Federal court backtracks on use of bare metal defense in South Carolina

By Pamela C. Maloney, J.D.

Finding that there had been an intervening change in controlling law regarding South Carolina’s adoption of the bare metal defense, a federal district court in that state granted an estate’s motion to reconsider the court’s earlier decision in which it predicted that the South Carolina Supreme Court would adopt and apply the defense in cases involving injuries from exposure to component products containing asbestos. According to the court, a decision by a South Carolina state trial court, which came to its attention after it had prepared its earlier order, had rejected the bare metal defense (Sparkman v. Goulds Pumps, Inc., February 19, 2015, Norton, D.).

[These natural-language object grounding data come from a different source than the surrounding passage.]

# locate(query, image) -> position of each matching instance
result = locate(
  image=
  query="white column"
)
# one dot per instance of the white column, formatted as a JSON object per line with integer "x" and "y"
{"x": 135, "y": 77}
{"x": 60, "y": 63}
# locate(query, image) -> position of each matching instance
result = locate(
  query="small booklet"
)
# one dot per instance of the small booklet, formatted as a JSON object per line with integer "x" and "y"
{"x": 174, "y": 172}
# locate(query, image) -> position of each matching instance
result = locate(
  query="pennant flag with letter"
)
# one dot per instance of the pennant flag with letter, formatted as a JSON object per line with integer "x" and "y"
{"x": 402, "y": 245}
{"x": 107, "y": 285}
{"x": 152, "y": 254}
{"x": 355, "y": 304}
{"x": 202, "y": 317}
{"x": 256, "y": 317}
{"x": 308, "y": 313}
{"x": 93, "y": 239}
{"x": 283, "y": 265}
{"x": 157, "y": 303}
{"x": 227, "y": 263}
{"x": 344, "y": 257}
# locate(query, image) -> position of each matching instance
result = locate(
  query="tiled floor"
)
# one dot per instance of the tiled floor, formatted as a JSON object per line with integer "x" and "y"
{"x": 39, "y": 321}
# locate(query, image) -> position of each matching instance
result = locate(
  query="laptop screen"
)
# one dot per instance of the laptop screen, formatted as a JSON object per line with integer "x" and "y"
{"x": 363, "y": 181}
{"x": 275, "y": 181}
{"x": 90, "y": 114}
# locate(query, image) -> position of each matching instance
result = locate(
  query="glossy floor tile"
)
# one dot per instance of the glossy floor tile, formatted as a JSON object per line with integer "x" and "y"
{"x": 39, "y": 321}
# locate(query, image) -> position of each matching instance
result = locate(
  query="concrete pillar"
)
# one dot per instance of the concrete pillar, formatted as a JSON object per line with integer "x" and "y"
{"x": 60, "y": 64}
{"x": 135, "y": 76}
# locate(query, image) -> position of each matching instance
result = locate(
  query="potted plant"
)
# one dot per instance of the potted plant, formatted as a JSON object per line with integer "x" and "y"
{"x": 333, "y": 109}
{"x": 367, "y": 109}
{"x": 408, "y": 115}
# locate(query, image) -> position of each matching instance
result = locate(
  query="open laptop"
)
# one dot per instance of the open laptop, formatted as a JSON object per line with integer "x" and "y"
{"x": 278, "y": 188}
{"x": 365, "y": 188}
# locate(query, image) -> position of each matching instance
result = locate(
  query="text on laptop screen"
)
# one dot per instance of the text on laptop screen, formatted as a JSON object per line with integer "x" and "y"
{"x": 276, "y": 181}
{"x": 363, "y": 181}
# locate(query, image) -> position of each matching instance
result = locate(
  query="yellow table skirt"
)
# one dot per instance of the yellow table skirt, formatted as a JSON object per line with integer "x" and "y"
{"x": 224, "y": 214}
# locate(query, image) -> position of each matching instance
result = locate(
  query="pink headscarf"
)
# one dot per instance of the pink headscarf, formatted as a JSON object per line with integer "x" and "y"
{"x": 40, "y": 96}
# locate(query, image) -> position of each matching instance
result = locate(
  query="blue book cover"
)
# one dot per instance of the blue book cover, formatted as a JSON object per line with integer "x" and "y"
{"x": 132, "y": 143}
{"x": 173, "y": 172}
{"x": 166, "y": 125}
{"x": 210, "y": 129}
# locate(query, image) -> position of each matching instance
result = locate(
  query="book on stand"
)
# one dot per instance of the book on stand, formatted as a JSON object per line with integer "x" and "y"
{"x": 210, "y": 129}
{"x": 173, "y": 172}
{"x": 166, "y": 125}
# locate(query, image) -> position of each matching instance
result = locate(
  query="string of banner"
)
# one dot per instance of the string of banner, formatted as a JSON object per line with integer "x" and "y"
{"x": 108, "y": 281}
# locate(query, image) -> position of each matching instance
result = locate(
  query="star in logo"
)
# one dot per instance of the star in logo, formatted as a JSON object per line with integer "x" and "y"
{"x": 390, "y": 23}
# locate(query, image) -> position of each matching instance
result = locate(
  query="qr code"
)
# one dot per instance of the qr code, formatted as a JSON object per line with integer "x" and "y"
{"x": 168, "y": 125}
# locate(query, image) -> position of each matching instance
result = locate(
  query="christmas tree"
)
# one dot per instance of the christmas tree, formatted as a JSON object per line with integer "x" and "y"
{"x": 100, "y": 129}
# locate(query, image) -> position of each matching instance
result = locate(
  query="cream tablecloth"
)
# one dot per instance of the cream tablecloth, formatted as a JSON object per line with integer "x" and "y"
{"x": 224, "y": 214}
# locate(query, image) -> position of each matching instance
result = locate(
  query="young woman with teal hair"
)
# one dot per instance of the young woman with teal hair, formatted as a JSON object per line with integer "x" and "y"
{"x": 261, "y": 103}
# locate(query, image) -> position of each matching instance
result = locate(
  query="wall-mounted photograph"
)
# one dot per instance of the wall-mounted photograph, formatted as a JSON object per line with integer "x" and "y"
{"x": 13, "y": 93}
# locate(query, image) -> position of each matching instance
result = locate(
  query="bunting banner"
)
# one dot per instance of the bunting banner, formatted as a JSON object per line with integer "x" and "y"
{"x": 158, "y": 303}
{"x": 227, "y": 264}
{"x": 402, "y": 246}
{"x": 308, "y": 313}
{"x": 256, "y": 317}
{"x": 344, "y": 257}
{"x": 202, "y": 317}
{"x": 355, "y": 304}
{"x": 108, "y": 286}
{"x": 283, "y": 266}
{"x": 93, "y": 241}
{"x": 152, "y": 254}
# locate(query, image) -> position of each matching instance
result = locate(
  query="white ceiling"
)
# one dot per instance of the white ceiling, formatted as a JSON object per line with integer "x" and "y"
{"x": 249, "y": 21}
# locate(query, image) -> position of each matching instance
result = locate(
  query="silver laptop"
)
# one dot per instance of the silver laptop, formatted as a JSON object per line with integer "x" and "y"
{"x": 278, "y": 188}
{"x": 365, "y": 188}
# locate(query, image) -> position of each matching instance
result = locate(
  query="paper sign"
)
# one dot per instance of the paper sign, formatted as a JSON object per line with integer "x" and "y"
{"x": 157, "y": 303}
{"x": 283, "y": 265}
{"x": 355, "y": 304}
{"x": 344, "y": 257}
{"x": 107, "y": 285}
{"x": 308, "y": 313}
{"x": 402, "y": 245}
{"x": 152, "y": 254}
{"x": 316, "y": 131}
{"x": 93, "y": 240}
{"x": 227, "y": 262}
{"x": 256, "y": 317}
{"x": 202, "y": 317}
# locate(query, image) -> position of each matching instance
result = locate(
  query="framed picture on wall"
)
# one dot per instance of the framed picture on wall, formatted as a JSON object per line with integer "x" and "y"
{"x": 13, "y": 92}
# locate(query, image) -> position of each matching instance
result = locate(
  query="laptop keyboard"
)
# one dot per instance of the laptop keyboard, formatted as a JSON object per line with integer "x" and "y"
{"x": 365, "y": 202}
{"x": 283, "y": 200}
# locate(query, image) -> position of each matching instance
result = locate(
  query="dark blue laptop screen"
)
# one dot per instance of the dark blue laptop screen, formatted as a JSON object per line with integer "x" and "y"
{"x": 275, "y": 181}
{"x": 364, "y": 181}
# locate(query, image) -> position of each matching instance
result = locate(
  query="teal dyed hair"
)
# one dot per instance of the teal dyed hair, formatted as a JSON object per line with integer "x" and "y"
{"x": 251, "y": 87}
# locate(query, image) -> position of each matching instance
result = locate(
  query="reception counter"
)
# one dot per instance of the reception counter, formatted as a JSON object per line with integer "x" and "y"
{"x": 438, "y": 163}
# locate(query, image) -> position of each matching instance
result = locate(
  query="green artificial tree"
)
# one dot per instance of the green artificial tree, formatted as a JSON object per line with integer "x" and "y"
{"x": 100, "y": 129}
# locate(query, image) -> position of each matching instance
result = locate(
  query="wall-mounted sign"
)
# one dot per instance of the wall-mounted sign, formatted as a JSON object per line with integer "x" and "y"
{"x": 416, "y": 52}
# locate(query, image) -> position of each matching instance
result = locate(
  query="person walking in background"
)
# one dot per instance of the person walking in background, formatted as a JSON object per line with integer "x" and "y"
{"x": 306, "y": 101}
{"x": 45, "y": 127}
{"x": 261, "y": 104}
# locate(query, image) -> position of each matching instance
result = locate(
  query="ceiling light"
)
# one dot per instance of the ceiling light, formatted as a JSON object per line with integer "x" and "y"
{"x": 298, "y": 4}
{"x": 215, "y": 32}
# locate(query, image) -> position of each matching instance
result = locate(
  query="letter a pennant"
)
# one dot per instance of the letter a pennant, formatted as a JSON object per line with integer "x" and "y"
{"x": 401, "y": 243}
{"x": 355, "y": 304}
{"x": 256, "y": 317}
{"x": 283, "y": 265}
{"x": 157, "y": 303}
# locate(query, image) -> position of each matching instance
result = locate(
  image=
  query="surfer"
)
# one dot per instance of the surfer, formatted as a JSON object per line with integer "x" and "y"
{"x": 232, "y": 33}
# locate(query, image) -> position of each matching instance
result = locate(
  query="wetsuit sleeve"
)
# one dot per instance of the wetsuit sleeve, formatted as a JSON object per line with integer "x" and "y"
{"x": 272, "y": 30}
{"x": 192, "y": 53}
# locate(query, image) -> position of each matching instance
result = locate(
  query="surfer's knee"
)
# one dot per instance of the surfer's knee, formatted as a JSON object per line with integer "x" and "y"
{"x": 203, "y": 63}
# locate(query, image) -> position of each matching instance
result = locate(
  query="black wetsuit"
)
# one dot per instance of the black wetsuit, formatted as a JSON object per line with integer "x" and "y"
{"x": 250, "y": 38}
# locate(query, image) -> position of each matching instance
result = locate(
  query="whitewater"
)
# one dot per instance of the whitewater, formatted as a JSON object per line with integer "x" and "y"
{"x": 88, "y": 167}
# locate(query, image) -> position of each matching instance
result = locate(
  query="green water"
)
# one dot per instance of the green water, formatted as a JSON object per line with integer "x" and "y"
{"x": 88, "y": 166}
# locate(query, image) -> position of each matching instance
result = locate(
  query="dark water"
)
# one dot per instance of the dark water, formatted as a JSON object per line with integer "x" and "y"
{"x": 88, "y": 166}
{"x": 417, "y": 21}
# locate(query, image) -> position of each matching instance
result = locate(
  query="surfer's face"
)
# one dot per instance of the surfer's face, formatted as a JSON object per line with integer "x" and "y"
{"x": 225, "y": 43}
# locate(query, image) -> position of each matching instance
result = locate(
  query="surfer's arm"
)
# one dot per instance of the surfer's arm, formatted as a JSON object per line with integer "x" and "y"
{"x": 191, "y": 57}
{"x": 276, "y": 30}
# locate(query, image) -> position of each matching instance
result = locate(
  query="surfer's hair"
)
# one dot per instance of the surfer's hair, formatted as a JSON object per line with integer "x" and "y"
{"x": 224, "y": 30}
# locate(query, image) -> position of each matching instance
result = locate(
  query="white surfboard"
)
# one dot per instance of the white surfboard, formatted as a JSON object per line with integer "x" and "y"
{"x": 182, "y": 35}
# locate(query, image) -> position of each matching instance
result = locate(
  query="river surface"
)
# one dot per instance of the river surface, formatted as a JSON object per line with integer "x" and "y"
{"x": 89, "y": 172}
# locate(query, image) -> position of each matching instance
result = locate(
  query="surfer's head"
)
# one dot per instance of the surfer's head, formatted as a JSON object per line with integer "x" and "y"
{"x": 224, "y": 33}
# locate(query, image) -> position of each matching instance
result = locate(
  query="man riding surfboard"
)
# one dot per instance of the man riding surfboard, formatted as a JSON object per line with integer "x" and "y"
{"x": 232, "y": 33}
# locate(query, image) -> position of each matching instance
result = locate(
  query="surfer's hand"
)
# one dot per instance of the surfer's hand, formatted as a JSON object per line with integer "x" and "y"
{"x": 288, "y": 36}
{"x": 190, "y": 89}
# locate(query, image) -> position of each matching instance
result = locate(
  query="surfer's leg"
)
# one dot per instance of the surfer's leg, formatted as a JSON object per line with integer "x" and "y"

Background. A worker at a pulp and paper mill, Elijah J. Sparkman, had been diagnosed with and died from mesothelioma, which his estate alleged was a result of prolonged exposure to asbestos while working with and around asbestos-containing pumps manufactured by Goulds Pumps Inc. Goulds moved for summary judgment on the estate’s breach of implied warranty, breach of post-sale duty to warn, false representation, negligence, recklessness, and strict liability in tort claims, arguing that there was no evidence that the worker had been exposed to an asbestos-containing product that Goulds had placed into the stream of commerce and that it was not responsible for asbestos-containing components that it did not manufacture or supply.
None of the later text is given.